Most of you tech-savvy kids already know what CSS is, but for those of you who have been living in a cave, CSS stands for Cascading Style Sheet, which is like a set of rules that governs the design of a webpage. The beauty of CSS is that you make any changes to it, that change will automatically be applied to any webpage relying on that particular CSS as its set of rules. I’ve known about CSS for years, but like I mentioned, I’ve been spoiled by WYSIWYG editors, so I never had to deal with CSS as I never used it–until now (see the pattern here? I avoid any techie stuff for as long as I could, until I’m forced to learn a new trick).

This whole CSS business happened because I’ve been on a quest to find the perfect blogging software–one that could be installed on a server of your choice instead of being hosted by a company like LiveJournal or MySpace. I visit Ragnar Tornquist’s blog regularly, as I’m a big fan of his (The Longest Journey rocked my world), and I was immediately drawn to the simplicity and the practicality of his blog, which is powered by WordPress. I just knew I had to give WordPress a whirl, and what a whirl it turned out to be! See, WordPress uses CSS, and if I wanted to use it, I’d have to learn it (unless you just use a pre-made template like Rangnar does, which I couldn’t because I wanted to intergrate it into my website, so some heavy customization is required on my part). Unfortunately for me, WYSIWYG doesn’t exist for CSS–at least not in the way that something like Dreamweaver is capable of.

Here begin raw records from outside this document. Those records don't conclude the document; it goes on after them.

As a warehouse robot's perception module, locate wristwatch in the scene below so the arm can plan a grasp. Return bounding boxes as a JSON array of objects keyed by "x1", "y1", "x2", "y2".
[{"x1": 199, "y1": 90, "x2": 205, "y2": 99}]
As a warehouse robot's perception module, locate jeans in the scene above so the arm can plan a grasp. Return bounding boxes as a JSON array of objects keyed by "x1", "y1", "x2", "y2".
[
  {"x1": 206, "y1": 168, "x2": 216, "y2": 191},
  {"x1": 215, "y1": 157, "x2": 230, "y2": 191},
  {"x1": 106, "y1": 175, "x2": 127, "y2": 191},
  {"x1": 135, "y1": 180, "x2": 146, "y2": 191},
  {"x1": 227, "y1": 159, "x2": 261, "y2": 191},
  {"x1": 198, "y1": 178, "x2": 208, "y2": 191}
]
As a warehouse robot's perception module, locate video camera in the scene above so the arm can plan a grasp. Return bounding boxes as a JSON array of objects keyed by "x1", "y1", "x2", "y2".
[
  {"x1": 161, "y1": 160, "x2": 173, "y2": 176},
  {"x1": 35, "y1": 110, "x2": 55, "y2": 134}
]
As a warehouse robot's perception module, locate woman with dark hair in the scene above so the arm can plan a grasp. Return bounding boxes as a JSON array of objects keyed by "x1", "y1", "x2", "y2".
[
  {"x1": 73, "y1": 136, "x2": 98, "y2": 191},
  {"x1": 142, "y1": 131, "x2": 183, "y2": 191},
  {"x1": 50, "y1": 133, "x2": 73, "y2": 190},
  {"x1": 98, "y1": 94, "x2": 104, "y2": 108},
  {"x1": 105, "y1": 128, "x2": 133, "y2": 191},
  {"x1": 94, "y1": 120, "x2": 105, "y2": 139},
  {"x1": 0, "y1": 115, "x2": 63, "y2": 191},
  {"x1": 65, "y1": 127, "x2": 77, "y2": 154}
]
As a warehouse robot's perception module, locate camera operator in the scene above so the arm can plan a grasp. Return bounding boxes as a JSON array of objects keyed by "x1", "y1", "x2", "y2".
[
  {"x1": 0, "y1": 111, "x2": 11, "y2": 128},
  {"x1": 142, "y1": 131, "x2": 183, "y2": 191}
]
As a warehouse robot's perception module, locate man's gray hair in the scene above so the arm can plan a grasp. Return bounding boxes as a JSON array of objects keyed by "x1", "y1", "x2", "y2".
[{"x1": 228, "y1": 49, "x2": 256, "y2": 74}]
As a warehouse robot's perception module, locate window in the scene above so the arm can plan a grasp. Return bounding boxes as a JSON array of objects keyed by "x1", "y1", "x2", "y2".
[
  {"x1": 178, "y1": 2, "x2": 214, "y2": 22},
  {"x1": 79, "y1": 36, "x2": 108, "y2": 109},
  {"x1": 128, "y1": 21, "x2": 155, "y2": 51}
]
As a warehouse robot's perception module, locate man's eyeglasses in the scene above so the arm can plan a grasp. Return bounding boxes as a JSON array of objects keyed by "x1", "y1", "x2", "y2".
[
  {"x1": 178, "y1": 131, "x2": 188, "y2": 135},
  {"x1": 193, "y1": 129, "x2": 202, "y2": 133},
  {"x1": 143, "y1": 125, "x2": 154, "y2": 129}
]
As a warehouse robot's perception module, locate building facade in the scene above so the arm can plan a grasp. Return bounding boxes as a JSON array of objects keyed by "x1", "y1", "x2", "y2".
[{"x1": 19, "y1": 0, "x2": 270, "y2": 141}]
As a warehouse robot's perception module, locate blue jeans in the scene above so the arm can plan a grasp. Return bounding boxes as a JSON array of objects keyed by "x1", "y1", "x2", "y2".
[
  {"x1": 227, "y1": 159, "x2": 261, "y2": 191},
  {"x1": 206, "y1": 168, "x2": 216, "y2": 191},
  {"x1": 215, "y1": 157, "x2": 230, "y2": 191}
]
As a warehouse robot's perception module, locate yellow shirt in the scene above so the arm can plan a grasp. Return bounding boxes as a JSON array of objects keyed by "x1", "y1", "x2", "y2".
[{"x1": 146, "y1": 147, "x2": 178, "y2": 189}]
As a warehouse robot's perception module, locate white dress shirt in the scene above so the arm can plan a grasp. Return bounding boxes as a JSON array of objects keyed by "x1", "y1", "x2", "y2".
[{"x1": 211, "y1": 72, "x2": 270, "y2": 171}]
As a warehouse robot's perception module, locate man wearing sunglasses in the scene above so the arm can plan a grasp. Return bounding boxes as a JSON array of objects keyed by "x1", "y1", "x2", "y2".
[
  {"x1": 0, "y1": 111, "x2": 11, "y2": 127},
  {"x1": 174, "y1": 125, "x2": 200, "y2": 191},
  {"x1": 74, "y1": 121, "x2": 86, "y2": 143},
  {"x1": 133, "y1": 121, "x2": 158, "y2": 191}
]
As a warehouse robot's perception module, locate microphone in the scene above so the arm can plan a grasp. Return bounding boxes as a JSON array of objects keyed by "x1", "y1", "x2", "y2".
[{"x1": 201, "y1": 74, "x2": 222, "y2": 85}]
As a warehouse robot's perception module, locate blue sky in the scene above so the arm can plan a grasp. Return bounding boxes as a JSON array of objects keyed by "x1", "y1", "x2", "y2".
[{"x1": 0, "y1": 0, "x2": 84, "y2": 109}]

I searched high and low and tried a bunch of CSS editors like TSW WebCoder, EngInSite CSS Editor, Style Studio, Amaya, Topstyle..etc, and none of them gave me the kind of immediate feedback I needed. Finally someone at the WordPress forum pointed me to a lovely little free CSS editor called CSSVista. Bingo! It wasn’t 100% what I wanted, but it beats everything else I’ve tried into a bloody pulp. CSSVista is incredibly simple and elegant–it does just one thing, and does it very well. What it does is give you a live view of your CSS in both IE and Firefox at the same time in a split screen, with the CSS code on the side. Any changes you make shows up instantly in the live view–simply fucking beautiful. What you see now as you read this is the result of hours of me learning CSS and tweaking (I started with the Classic template from WordPress). This is probably a one-time thing, and I’ll soon forget all I learned just like I did with java scripting. Let’s hope whatever next techie stuff I need to learn won’t happen for many years to come (wishful thinking. Everytime I work on a piece of new music, I’m forced to learn some new features on some sequencer/softsynth/sample library).

4 thoughts on “Crash course on CSS

  1. David says:

    Awsome :D, great that you got your blog working.
    though the text doesnt read nicely, maybe another font?

  2. Rob says:

    You know, that’s been buggin the hell outta me too, but I couldn’t change it no matter how hard I tried. I tried changing the font, but it didn’t work. Turned out that somewhere in the CSS code, the dude that made the original theme had decided at some point to add a -1 for the spacing between letters. WHY on earth would he do a thing like that? Anyway, I took that line of code out and BAM! Problem fixed.